En tant que clinicienne, elle rencontre des familles et des enfants en difficulté, dans des familles unies ou séparées, dans des situations de résidence alternée ou pas. Elle n’en conclut pas que la résidence alternée serait nuisible ou bénéfique car, dit-elle, « mon échantillon est biaisé puisque, de part le métier de thérapeute, je ne reçois dans mon cabinet que les familles ou les enfants en souffrance. »

Elle présente ensuite le CIRA/ICSP et son organisation en trois collèges (scientifiques, professionnels de la famille, société civile).

Elle insiste sur le fait que, dans le contexte de séparation, les enfants ont souvent un sentiment d’abandon. Ce sentiment devient une dure réalité pour les 20 % qui ne voient jamais leur père. Ce constat est également rapporté dans le récent avis du Conseil Économique Social et Environnemental (CESE).

Elle rappelle que les recherches montrent que la résidence alternée égalitaire permet significativement le maintien des liens de l’enfant avec ses deux parents.

Équilibrer la durée des interactions avec chacun des deux parents

Michel Grangeat présente les travaux sur les effets du contexte familial sur la vie et le parcours des enfants, notamment dans le cadre de leur scolarité.

L’étude de la DEPP (2012) montre que les adolescents de foyers monoparentaux sont désavantagés par rapport aux autres, à niveau culturel et social égal. Les études rapportées dans le récent avis du CESE vont dans le même sens (voir notre billet du 19 octobre 2016).

Il appelle à prendre des précautions avec les premières études, dans les années 1990-2000, qui comportaient des erreurs méthodologiques, notamment d’échantillon. Certaines, comme celles de McIntosh ou de Solomon, portaient largement ou uniquement sur des couples très défavorisés (voir le billet du 8 février 2017).

Il rapporte les résultats des recherches de ces dix dernières années, bien connus des lecteurs de ce blog.

Il insiste sur celle portant sur 3600 enfants à l’école maternelle qui montre qu’en interrogeant parents et enseignants, on conclut aux bénéfices de la résidence alternée égalitaire pour le bienêtre des enfants (voir le billet du 11 octobre 2017).

Les modalités de résidence alternée sont variées

Chantal Clot-Grangeat précise alors ce que l’on entend par résidence alternée, qui n’est pas forcément, dans un premier temps, égalitaire. Elle ne se limite pas nécessairement à l’alternance de deux semaines pleines (voir le billet du 9 novembre 2016).

Elle précise aussi ce que l’on sait du rôle du conflit des parents et de l’effet de l’âge des enfants (voir le billet du 8 novembre 2017). Elle met l’accent sur la recherche de William Fabricius qui porte sur les jeunes adultes dont les parents avaient divorcé quand ils étaient bébés. Les jeunes qui ont vécu en résidence alternée égalitaire ont un rapport équilibré à leurs deux parents alors que ceux qui ont vécu en résidence pleine ont du ressentiment pour les deux parents, notamment leur mère (voir le billet du 18 janvier 2017).

Elle pointe que, en dehors des situations de violence aux enfants, seule la distance géographique entre les foyers des parents est un critère de refus de la résidence alternée.

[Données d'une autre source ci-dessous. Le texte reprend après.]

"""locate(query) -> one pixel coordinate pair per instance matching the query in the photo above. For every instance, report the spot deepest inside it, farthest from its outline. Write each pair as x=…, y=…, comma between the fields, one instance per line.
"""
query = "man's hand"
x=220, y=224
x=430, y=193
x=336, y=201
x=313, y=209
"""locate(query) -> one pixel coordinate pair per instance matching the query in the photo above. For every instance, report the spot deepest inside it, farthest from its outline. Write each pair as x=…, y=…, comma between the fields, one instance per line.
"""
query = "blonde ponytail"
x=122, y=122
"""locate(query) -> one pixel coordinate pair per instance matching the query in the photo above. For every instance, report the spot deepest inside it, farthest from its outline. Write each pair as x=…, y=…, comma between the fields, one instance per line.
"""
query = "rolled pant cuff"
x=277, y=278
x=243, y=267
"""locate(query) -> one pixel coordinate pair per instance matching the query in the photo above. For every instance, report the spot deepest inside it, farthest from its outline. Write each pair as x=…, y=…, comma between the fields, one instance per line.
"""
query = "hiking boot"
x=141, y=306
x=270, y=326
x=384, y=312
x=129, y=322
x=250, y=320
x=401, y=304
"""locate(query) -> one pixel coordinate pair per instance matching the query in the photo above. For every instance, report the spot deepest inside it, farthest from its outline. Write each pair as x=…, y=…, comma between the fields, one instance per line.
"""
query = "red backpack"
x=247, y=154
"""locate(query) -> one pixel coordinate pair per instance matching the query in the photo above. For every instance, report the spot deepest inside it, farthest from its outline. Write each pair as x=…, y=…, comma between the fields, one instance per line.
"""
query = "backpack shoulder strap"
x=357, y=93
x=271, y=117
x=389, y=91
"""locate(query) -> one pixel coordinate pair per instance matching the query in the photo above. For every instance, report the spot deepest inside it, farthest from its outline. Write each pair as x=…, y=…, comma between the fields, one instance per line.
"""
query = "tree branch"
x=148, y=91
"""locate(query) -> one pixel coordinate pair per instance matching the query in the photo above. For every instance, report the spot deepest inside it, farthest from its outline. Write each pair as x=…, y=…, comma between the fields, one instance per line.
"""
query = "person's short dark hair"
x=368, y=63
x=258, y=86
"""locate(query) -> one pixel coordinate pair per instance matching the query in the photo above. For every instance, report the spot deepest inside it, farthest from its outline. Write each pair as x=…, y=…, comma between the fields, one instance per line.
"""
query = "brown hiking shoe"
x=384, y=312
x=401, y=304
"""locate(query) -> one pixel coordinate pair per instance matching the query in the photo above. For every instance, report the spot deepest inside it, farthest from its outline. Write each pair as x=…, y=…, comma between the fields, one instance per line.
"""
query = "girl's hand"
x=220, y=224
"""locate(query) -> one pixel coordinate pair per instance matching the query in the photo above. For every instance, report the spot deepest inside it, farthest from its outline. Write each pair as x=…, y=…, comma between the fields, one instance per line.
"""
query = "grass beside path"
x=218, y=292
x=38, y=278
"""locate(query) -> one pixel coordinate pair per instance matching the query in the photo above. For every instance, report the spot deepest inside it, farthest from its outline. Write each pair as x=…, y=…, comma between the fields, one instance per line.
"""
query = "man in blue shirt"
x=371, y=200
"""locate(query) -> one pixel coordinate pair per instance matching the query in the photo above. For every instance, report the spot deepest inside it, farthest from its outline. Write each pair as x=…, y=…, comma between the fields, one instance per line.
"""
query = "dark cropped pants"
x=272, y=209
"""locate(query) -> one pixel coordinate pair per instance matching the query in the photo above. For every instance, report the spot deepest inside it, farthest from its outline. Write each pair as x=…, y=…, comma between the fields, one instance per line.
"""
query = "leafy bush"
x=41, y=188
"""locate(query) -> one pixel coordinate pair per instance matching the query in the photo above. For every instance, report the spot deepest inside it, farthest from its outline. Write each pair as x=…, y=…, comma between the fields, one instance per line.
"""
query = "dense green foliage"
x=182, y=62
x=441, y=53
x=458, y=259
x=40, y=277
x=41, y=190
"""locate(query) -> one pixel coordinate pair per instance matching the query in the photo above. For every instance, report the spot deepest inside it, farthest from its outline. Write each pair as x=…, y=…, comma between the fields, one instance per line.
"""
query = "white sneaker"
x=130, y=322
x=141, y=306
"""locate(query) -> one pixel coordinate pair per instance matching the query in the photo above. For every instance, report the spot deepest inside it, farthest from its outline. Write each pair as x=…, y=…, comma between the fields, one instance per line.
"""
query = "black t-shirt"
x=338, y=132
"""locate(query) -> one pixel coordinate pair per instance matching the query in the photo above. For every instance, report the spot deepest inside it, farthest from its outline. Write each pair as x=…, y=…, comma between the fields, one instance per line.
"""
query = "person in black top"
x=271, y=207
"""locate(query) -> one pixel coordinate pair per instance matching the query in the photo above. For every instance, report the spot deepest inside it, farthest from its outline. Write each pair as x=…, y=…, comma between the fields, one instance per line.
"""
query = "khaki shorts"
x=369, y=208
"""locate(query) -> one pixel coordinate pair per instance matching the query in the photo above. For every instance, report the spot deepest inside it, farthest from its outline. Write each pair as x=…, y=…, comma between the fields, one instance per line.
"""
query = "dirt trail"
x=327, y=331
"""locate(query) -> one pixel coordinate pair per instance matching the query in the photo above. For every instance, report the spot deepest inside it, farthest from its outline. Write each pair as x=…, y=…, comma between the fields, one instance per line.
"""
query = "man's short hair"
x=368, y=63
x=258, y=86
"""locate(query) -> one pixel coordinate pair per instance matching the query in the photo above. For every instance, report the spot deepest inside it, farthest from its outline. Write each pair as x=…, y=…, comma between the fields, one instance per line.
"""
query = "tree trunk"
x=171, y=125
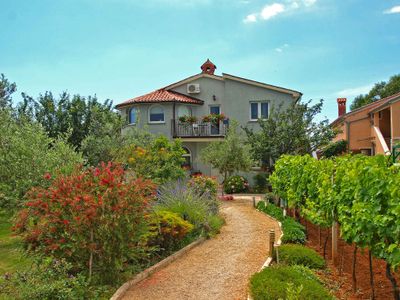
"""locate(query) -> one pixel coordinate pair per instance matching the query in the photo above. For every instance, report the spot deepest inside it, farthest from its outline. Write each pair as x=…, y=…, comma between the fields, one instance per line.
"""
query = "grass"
x=12, y=256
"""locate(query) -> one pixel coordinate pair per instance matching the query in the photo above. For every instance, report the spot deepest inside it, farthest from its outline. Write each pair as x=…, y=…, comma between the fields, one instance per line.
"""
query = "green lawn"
x=12, y=256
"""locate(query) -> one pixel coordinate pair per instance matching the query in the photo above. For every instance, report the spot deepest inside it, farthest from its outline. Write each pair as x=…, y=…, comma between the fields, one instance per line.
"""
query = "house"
x=186, y=109
x=371, y=129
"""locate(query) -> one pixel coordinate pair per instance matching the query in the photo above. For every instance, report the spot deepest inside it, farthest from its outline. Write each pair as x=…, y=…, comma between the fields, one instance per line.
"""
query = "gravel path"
x=219, y=268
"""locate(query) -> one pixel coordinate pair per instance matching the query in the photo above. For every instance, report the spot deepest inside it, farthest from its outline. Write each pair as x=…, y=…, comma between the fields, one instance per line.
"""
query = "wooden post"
x=271, y=242
x=334, y=243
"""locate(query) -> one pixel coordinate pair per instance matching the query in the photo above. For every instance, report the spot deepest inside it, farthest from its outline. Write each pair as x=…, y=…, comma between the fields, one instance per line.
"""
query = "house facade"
x=371, y=129
x=188, y=108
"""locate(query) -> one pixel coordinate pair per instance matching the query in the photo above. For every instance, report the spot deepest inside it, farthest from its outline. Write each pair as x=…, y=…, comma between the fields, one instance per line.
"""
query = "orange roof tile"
x=162, y=95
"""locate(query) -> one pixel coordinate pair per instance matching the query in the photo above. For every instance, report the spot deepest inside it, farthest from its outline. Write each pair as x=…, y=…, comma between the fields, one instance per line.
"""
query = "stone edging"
x=276, y=245
x=149, y=271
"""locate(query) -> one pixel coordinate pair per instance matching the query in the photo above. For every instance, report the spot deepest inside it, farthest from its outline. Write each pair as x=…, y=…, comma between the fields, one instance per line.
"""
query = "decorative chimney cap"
x=208, y=67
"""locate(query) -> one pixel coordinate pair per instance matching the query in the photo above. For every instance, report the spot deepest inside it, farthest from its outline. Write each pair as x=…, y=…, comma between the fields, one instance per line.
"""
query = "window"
x=187, y=164
x=258, y=110
x=132, y=115
x=156, y=114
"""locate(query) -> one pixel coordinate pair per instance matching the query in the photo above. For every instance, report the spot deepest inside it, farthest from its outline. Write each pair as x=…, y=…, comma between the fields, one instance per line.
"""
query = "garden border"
x=151, y=270
x=277, y=244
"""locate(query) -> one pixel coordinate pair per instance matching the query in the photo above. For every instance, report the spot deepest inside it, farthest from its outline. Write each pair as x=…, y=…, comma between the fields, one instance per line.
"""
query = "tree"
x=229, y=155
x=380, y=90
x=289, y=131
x=26, y=154
x=76, y=113
x=6, y=90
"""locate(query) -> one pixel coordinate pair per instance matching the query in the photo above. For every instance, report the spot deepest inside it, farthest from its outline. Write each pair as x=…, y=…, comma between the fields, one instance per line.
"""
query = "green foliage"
x=230, y=155
x=291, y=130
x=271, y=210
x=380, y=90
x=167, y=230
x=204, y=185
x=334, y=149
x=6, y=90
x=177, y=197
x=359, y=192
x=94, y=219
x=26, y=154
x=50, y=279
x=300, y=255
x=160, y=160
x=260, y=183
x=236, y=184
x=272, y=283
x=293, y=231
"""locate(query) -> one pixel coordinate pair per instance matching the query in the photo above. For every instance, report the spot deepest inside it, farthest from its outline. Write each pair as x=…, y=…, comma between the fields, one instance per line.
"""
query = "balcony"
x=198, y=129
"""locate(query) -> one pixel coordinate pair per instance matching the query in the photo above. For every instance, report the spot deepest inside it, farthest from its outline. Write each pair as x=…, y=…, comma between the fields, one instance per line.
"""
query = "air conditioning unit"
x=193, y=88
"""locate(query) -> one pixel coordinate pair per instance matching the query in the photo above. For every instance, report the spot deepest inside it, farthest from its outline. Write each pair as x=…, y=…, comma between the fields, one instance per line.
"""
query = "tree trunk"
x=389, y=275
x=371, y=274
x=325, y=243
x=354, y=269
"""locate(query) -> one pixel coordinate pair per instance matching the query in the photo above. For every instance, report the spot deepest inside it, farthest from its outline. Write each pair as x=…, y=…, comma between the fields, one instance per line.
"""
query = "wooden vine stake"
x=334, y=243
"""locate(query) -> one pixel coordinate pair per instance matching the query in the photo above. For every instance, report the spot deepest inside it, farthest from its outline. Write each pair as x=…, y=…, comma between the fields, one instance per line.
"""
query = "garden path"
x=220, y=267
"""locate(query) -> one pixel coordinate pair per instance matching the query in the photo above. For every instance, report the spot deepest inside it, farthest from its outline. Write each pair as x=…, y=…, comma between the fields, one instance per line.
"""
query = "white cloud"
x=250, y=18
x=270, y=11
x=393, y=10
x=355, y=91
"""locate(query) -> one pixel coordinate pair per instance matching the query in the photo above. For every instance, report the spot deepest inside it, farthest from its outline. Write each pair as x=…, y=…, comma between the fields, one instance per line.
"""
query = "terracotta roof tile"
x=162, y=95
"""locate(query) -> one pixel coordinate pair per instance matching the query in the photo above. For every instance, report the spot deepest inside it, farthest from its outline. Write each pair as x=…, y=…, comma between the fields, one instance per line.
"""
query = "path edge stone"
x=151, y=270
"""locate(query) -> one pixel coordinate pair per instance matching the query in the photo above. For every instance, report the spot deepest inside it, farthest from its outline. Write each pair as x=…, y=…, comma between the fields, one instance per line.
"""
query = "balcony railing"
x=198, y=129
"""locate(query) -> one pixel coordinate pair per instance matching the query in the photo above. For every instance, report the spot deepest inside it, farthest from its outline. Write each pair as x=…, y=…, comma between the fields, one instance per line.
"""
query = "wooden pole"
x=334, y=243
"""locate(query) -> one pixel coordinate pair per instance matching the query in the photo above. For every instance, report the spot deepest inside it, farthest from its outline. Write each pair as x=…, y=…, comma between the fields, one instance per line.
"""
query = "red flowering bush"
x=95, y=219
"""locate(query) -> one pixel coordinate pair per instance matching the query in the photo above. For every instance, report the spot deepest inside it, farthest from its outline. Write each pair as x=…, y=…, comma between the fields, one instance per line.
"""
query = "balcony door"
x=215, y=109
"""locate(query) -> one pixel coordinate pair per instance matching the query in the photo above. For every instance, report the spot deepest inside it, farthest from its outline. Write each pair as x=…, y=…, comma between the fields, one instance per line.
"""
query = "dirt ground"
x=342, y=283
x=220, y=267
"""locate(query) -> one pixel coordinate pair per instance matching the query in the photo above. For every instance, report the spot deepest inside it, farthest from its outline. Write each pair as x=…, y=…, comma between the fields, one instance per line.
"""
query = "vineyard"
x=358, y=196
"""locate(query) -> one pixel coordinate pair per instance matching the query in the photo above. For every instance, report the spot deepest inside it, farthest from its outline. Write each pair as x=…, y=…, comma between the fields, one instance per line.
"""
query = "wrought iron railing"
x=198, y=129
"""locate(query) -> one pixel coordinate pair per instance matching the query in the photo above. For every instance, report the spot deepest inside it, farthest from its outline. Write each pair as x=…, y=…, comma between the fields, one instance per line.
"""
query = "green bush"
x=167, y=230
x=236, y=184
x=272, y=283
x=300, y=255
x=49, y=279
x=293, y=231
x=271, y=210
x=260, y=183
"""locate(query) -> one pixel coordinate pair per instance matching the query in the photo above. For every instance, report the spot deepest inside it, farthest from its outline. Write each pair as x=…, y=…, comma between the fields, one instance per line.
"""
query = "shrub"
x=167, y=230
x=271, y=210
x=235, y=184
x=260, y=183
x=204, y=185
x=300, y=255
x=50, y=279
x=177, y=197
x=293, y=231
x=272, y=283
x=94, y=219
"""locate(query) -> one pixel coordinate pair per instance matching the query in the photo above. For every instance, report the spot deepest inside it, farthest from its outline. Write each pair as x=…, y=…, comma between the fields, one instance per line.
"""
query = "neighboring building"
x=371, y=129
x=162, y=111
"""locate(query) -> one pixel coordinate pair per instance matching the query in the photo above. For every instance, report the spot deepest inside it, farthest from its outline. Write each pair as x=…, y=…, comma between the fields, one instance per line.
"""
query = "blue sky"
x=119, y=49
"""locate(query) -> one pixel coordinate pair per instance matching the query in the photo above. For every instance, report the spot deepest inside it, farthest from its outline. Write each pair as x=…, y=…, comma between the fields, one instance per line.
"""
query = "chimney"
x=208, y=67
x=341, y=106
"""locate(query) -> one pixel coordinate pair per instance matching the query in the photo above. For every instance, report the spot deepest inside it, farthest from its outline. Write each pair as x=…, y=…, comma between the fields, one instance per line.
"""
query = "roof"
x=372, y=107
x=161, y=95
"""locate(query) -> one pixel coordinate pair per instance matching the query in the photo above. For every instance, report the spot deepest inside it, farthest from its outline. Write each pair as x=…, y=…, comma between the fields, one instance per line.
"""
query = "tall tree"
x=291, y=130
x=380, y=90
x=6, y=90
x=230, y=155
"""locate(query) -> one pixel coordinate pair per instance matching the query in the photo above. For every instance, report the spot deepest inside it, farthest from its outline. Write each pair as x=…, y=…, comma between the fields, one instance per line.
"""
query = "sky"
x=119, y=49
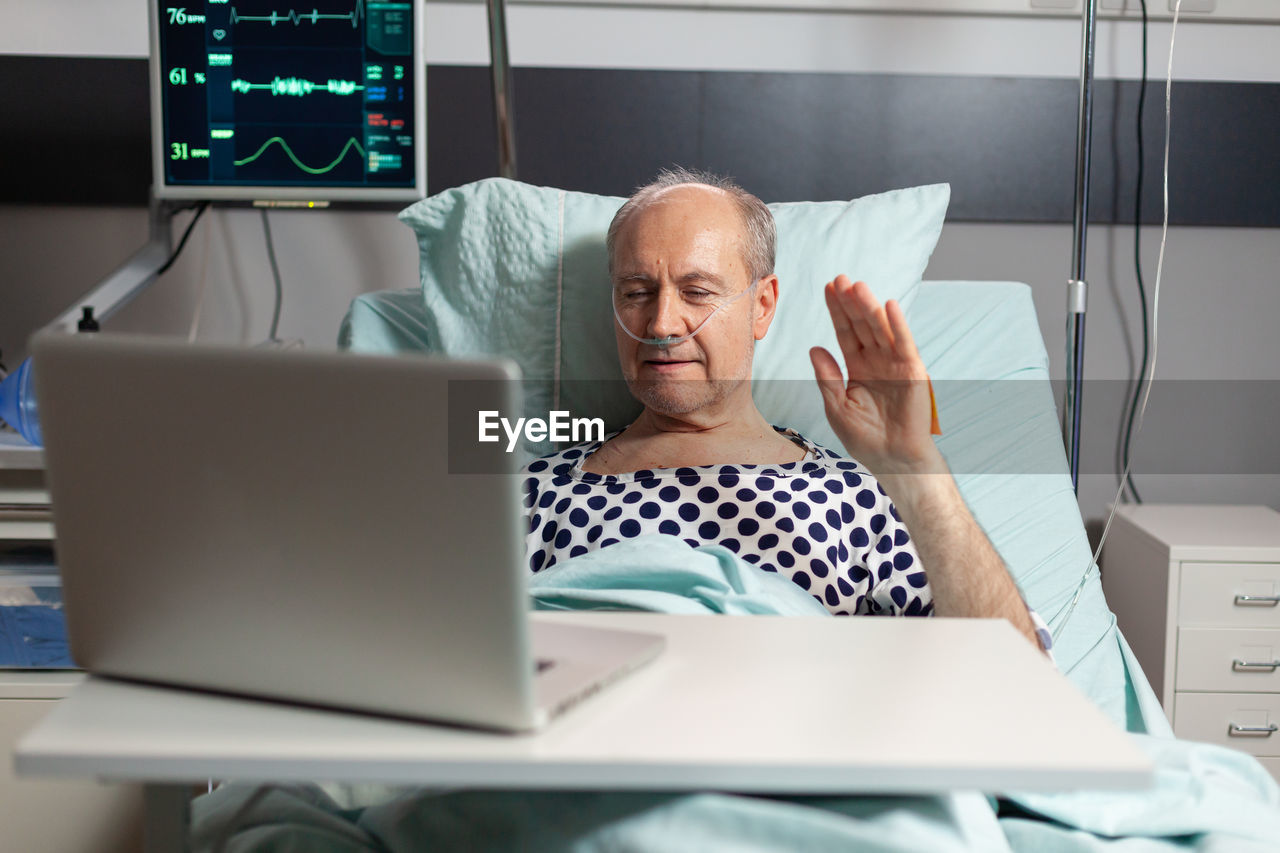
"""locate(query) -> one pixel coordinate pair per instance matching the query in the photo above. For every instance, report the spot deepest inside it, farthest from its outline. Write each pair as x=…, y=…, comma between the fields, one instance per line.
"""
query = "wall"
x=1220, y=288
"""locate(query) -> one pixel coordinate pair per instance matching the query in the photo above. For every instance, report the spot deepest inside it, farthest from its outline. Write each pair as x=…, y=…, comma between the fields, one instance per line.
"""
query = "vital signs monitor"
x=291, y=101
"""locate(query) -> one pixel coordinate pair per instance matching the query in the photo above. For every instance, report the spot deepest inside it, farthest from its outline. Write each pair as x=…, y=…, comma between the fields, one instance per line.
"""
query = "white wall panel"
x=694, y=36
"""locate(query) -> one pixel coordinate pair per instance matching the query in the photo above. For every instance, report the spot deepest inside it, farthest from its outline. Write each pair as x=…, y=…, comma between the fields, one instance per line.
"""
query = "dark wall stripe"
x=76, y=131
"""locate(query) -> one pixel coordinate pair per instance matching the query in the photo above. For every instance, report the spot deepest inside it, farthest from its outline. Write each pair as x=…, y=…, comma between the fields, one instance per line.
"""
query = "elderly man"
x=691, y=261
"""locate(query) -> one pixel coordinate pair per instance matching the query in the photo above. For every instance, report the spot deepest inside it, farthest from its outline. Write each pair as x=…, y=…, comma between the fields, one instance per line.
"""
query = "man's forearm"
x=967, y=575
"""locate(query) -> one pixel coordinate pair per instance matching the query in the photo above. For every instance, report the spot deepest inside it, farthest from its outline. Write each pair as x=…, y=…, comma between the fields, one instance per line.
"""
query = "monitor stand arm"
x=131, y=278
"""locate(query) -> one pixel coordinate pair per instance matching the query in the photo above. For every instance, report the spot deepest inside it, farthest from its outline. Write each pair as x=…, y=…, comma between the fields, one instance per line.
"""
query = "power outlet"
x=1200, y=7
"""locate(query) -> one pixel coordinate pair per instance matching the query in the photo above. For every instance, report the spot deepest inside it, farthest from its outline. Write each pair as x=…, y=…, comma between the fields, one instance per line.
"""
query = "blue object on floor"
x=33, y=637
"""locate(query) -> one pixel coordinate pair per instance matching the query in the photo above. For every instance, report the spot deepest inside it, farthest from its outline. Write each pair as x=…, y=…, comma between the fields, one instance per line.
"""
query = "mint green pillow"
x=519, y=270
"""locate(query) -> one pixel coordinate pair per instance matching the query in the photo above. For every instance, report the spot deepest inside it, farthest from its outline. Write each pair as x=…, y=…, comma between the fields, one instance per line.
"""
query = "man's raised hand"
x=882, y=413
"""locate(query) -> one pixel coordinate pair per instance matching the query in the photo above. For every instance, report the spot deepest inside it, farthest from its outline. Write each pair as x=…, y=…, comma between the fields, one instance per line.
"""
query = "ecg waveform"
x=288, y=151
x=296, y=18
x=297, y=86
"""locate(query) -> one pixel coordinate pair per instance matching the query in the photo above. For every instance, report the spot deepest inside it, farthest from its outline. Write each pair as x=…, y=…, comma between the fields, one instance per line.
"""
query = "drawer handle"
x=1244, y=666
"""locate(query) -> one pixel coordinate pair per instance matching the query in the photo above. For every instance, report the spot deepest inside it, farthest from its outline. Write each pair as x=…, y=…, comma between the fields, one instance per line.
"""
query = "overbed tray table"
x=754, y=705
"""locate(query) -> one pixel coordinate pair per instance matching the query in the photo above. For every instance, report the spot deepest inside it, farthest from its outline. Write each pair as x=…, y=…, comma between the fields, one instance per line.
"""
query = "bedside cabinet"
x=1196, y=591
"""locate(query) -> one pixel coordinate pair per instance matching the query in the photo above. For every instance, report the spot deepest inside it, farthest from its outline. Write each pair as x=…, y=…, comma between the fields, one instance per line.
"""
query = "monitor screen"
x=260, y=100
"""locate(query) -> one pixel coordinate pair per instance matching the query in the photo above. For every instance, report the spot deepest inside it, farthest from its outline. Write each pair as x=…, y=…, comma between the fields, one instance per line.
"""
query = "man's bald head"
x=759, y=235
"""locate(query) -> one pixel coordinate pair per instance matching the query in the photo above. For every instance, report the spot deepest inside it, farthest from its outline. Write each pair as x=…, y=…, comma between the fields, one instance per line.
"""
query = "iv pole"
x=1077, y=287
x=499, y=68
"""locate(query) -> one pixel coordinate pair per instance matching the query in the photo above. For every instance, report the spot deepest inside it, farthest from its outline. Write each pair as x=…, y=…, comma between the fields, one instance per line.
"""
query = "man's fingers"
x=849, y=342
x=826, y=370
x=865, y=315
x=874, y=316
x=904, y=342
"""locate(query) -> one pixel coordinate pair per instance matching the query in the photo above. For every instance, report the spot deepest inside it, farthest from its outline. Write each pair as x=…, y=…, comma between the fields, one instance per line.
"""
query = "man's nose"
x=668, y=315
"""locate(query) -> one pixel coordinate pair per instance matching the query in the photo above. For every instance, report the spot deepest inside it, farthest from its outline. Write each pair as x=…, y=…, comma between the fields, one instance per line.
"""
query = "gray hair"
x=759, y=237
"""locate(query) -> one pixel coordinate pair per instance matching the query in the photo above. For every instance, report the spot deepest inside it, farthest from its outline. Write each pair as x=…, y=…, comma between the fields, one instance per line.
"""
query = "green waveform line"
x=297, y=86
x=300, y=163
x=296, y=19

Les récentes décisions des Cours d’appel privilégient l’exercice de la coparentalité au quotidien

Michel Grangeat rapporte alors ses études en cours sur les récentes décisions des cours d’appel. Il montre que ces juges privilégient le principe de coparentalité, même en cas de mauvaise coopération des parents ou pour les jeunes enfants. Ici encore, seul reste la critère d’éloignement des deux foyers parentaux (voir le billet du 18 octobre 2017).

Chantal Clot-Grangeat conclut en indiquant que la proposition de loi peut représenter un pas en avant mais qu’elle craint que rien ne change pour les enfants en ce qui concerne le maintien du lien à ses deux parents (voir le billet du 25 octobre 2017). Elle insiste sur la volonté dont le législateur devrait faire preuve pour mieux préserver les droits fondamentaux de l’enfant dans les situations de rupture du couple parental (voir le billet du 5 juillet 2017).

Le débat qui a suivi a été intéressant. Il en ressort que les craintes précédentes sont vraisemblablement justifiées.

A moins que les député.es ne soient mobilisé.es pour prendre en considération les modalités de la résidence des enfants. En effet, c’est la durée de vie des enfants avec chacun de leurs deux parents qui, pour eux, ferait une différence.